Andy Conrad, currently the head of the Life Sciences team, will become the CEO of the new venture.
"While the reporting structure will be different, their goal remains the same," Sergey Brin, president of Alphabet, announced
in a Google+ post. "They'll continue to work with other life sciences companies to move new technologies from early stage R&D to clinical testing—and, hopefully—transform the way we detect, prevent and manage disease."
As part of Google's semi-secret Project X group, the Life Sciences Team has been working on technologies for people with major health problems. The group's work on smart contact lenses is one example.
The lens, a prototype of which the team has been testing for the past several months, is designed to continuously measure glucose levels in tears, using a miniature glucose sensor and wireless chip. The goal behind the effort is to give people with diabetes a better way to manage the disease.
Nanodiagnostics is another major focus area for Google's Life Sciences team. As part of the effort, the team is seeing if it can combine the use of nanoparticles in the bloodstream with sensors embedded on wearable devices to detect diseases like pancreatic cancer and heart disease much earlier than possible today.
The Life Sciences team has used strategic acquisitions and partnerships to build out much of its capabilities. Google's smart contact lenses, for instance, are being developed in collaboration with Swiss pharmaceutical firm Novartis.
In March, Google announced
that its Life Sciences team would work with Johnson & Johnson subsidiary Ethicon to develop robot-assisted surgical platforms for use in operating rooms.
Under the effort, the two companies have committed to research in the field of minimally invasive surgical instruments.
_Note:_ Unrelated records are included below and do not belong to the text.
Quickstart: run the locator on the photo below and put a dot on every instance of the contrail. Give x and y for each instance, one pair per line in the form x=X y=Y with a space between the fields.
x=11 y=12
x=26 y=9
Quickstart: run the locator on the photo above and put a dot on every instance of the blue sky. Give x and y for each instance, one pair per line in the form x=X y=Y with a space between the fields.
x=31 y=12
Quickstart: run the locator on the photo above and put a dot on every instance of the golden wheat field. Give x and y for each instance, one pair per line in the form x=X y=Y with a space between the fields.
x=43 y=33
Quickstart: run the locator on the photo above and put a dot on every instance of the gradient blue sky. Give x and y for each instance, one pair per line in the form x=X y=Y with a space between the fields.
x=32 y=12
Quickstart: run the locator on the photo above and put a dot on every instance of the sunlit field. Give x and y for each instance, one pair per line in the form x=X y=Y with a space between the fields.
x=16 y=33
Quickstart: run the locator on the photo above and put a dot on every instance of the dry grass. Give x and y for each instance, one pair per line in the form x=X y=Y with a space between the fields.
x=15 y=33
Google's role is to see how the latest innovations in computer science, imaging and sensor technology can be integrated into such instruments. For example, it is exploring how real-time image analytics can be used to enhance a surgeon's vision during surgeries.
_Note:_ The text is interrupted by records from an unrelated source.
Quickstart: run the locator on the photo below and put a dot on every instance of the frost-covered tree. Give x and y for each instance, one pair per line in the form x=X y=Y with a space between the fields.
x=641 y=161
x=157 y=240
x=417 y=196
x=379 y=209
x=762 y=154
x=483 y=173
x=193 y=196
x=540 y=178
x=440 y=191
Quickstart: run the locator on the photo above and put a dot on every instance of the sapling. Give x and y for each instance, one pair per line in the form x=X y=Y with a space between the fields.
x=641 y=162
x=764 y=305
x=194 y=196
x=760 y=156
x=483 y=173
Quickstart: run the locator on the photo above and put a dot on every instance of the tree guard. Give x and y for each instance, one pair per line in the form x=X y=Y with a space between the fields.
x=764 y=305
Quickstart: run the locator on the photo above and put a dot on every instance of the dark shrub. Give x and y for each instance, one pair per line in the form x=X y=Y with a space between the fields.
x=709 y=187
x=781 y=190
Strategic acquisitions have also helped the Life Sciences team build out its growing portfolio of products. One example is Google's purchase last year of Lift Labs, a smart spoon maker for people with hand tremors. The company sells a stabilizing handle that can be used with a soupspoon, regular spoon or fork to mitigate the effects of hand tremors.
Google's decision to spin off the Life Sciences team into an independent company under Alphabet comes just three years after it launched the unit. "We embarked on a project to put computing inside a contact lens—an immensely challenging technical problem with an important application to health," Brin noted.
Since then, the initiative has grown rapidly and includes several new technologies to make health care more proactive, he said. "The efforts it has spawned include a nanodiagnostics platform, a cardiac and activity monitor and the Baseline Study," he said referring to a genomics project.